26 octobre 2013

Il faut lire ou relire "L'horreur économique" ...

Viviane Forrester

De formation économique, il était peu probable que je m'intéresse à un ouvrage économique écrit par une romancière. C'est pourtant ce que je fis à la fin des années 90 lorsque je lus d'un trait le pamphlet écrit par Viviane Forrester, née Dreyfus en 1925. Son titre était "L'horreur économique" (aux Editions Fayard) et comme beaucoup, il m'avait attiré. Le titre est important. Il est comme un "teasing", la promesse de quelque chose, que l'on trouve ensuite ou pas. Je n'avais pas été déçu. Au contraire. 


D'abord, le livre est très bien écrit. Forcément, l'auteur est une femme de talent. Prix Fémina Vacaresco pour un ouvrage sur le peintre Van Gogh, prix Goncourt pour une biographie sur Virginie Woolf, elle reçut le prix Médicis pour celui dont il est question dans ce billet. 

Ensuite, elle dit des choses vraies. Elle avance des faits qui interpellent, qui font réfléchir. 

Lorsqu'elle est morte en Avril 2013, j'avais ressorti le livre. Je l'ai posé sur une étagère et je le voyais presque tous les jours en me disant que cela vaudrait le coup de le relire. Mais je ne l'ai pas fait avant hier soir, faute de temps. Pourquoi suis-je donc passé à l'acte ? Parce qu'en me baladant dans les allées d'une grande librairie parisienne, je suis tombé sur "La promesse du pire" (Viviane Forrester, Le Seuil, 2013). Une sortie à titre posthume. Alors qu'elle était en train de l'écrire, la mort est venue la faucher, l'empêchant de terminer.
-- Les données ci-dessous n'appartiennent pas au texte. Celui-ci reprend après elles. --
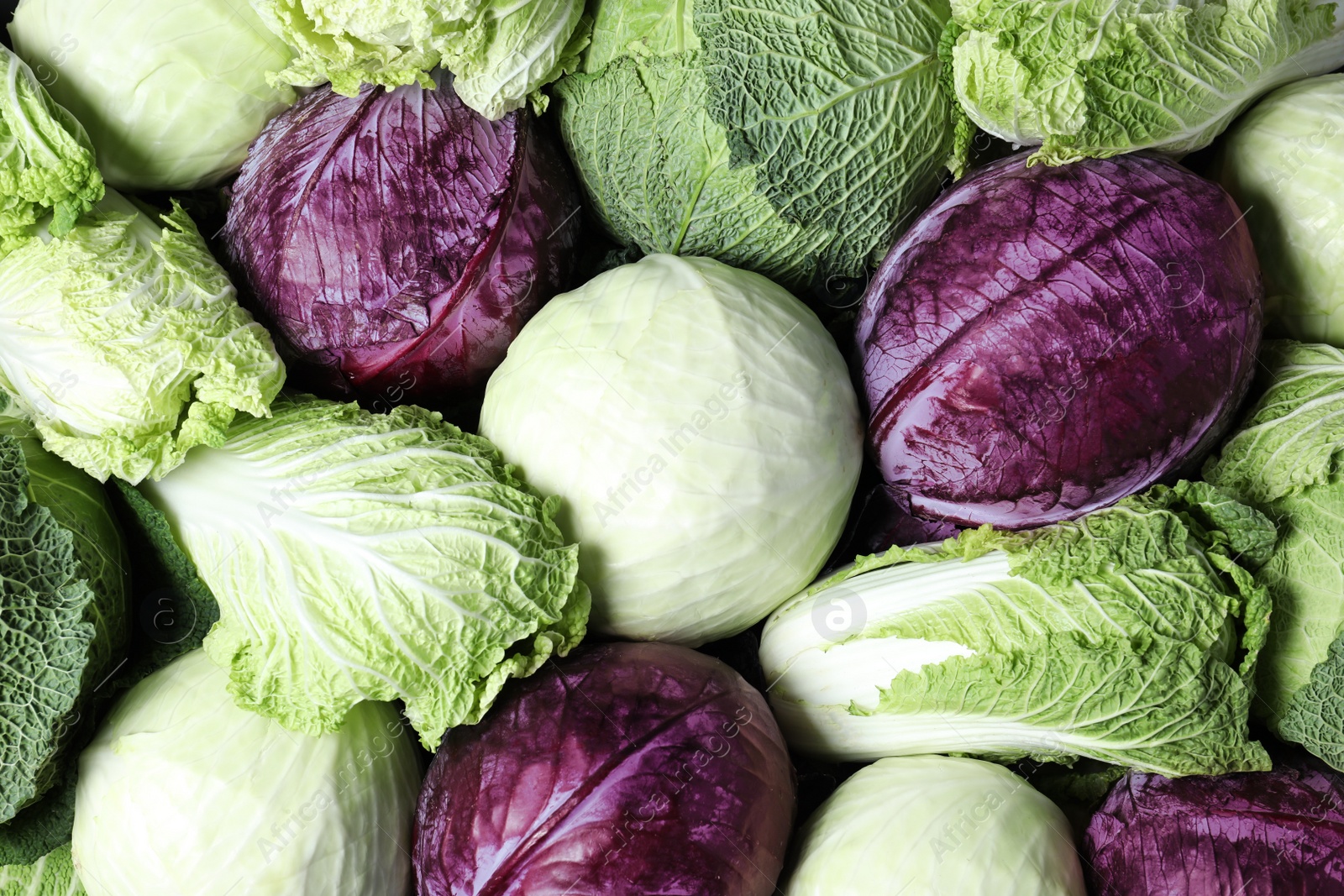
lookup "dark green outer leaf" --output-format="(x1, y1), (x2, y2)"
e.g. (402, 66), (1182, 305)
(0, 437), (94, 822)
Je l'ai acheté, mais surtout je me suis dit que j'allais relire "L'horreur économique". 

Et j'ai compris que cet ouvrage était très visionnaire, précurseur de ce que nous vivons aujourd'hui. Certes, les économistes n'y trouveront pas de longs développements théoriques, mais qu'importe. Ce manifeste est brillant et juste. Je n'ai pas encore lu la suite, mais j'ai eu envie de vous dire d'aller parcourir les pages de ce livre. Bonne lecture !

21 octobre 2013

Offrons une véritable liberté d'action à nos politiques !
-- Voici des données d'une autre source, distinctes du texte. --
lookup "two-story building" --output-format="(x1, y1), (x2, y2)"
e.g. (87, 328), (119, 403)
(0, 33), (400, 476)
Tout le monde est unanime sur la nécessité de réformer la France. Nous avons de fantastiques atouts, c'est indiscutable. Et pourtant la France est contestée plus que jamais sur la scène internationale. 
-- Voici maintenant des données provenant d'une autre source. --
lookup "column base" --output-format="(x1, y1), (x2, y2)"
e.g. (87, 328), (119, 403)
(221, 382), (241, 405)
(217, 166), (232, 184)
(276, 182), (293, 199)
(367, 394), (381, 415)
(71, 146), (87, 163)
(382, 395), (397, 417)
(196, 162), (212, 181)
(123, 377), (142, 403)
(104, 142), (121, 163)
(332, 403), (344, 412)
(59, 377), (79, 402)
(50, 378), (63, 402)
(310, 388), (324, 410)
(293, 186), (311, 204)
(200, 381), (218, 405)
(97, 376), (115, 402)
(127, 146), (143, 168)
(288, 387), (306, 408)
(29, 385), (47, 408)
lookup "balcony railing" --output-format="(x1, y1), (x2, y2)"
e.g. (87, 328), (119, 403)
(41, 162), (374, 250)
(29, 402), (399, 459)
Au-delà de notre histoire et des secteurs sur lesquels nous sommes traditionnellement en pointe, comme la haute gastronomie, le vin, le luxe, certains secteurs industriels (comme l'aéronautique), les télécommunications, nous disposons des meilleures formations au monde et de centres de recherche réputés. L'Isère est par exemple la deuxième place européenne pour l'innovation en photonique ou en nanotechnologies et Grenoble figure en 5ème position mondiale des villes innovantes selon le dernier classement Forbes. Une référence qu'il faut mettre à l'actif de la région et de son député-maire, Michel Destot. On nous envie notre système de santé, nos écoles, notre infrastructure routière et autoroutière et bien d'autres éléments encore. 

Alors dans ces conditions, pourquoi projetons-nous cette image plus que mitigée à l'extérieur ? 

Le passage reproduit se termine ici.